This Act establishes Medicare coverage for a comprehensive, biennial preventive home visit to assess health risks and coordinate necessary in-home support services.
Angus King
Senator
ME
The Preventive Home Visit Act establishes new Medicare coverage for comprehensive, in-home preventive assessments conducted by qualified health professionals. These visits aim to identify home-based health risks and provide necessary referrals for modifications or training to prevent falls and maintain wellness. Coverage is limited to once every two years, with payments set at 100% of the actual cost or the established rate.
The new Preventive Home Visit Act is making a significant change to how Medicare handles preventive care, focusing on keeping people healthy and safe right where they live. Starting January 1, 2027, Medicare will cover a new service called a “preventive home visit.” This isn't just a quick phone call; it means a qualified health professional or team will come to your home (or connect remotely) to check out your living space and identify health risks.

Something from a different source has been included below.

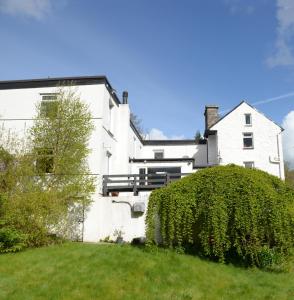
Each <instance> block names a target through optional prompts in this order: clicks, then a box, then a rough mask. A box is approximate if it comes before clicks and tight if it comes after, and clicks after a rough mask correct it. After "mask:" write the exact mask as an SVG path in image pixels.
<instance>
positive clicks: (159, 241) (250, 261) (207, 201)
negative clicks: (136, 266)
mask: <svg viewBox="0 0 294 300" xmlns="http://www.w3.org/2000/svg"><path fill="white" fill-rule="evenodd" d="M293 203H294V190H293V189H291V188H290V187H289V186H288V185H287V184H285V183H284V182H283V181H281V180H280V179H278V178H277V177H275V176H272V175H270V174H268V173H266V172H263V171H260V170H257V169H253V170H252V169H245V168H243V167H239V166H235V165H227V166H217V167H213V168H207V169H204V170H201V171H198V172H196V173H194V174H192V175H190V176H187V177H185V178H183V179H181V180H179V181H177V182H174V183H172V184H170V185H169V186H167V187H165V188H162V189H158V190H155V191H153V192H152V194H151V196H150V199H149V204H148V211H147V218H146V225H147V233H146V234H147V241H148V242H149V243H156V244H161V245H163V246H166V247H173V248H179V247H180V248H183V249H184V250H185V251H189V252H190V253H191V252H192V253H198V254H201V255H204V256H206V257H209V258H212V259H216V260H219V261H222V262H225V261H226V262H227V261H236V260H237V261H238V262H244V263H246V264H250V265H256V266H263V264H264V262H263V261H262V257H264V256H265V255H264V253H265V252H266V253H271V252H273V253H275V254H279V255H281V256H282V255H284V254H286V253H287V251H288V250H289V249H290V248H291V247H293V241H294V230H293V227H294V213H293V207H294V206H293Z"/></svg>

Think of this as a safety and health audit for your home, paid for by Medicare. The goal is to spot problems before they turn into expensive emergencies, like a broken hip from a fall. The bill specifically mandates that the health professional assesses your environment, identifies risks, and then provides referrals for things like home modifications (think grab bars or better lighting), balance training, or nutritional support to improve strength (Sec. 2). For a busy person whose parent or older relative is aging in place, this is a huge deal. It’s a proactive measure designed to prevent the kind of accidents that lead to lengthy hospital stays.
Here’s the good news on the money front: Medicare will cover 100 percent of the actual cost for this visit, up to a set rate (Sec. 2). Crucially, the Secretary of Health and Human Services is required to set a single, bundled payment for the entire visit and any referrals that come out of it. This bundled payment structure is designed to streamline the process for providers, making it easier for them to offer the full scope of necessary services without haggling over individual charges.
However, there’s a catch on frequency: you can only receive this preventive home visit once every two years. If your health situation or living arrangement changes rapidly—say, you have a surgery or a major life event—you might need more frequent check-ins than the law allows. While the intent is clearly to provide a valuable, fully covered service, that two-year limit might be too restrictive for those with complex or quickly evolving needs.
This legislation essentially formalizes and fully funds a key component of proactive senior care. By focusing on the home environment, it acknowledges that health isn't just about what happens in the doctor's office, but also about the safety of where you spend your time. The biggest challenge in implementation will be how the Secretary defines a “qualified health professional” and how generously they set that bundled payment rate. If the rate is too low, providers might be incentivized to cut corners on the referrals—the very part of the service designed to prevent future problems. But overall, for Medicare beneficiaries, this act introduces a genuinely valuable, no-cost tool for staying safe and independent longer.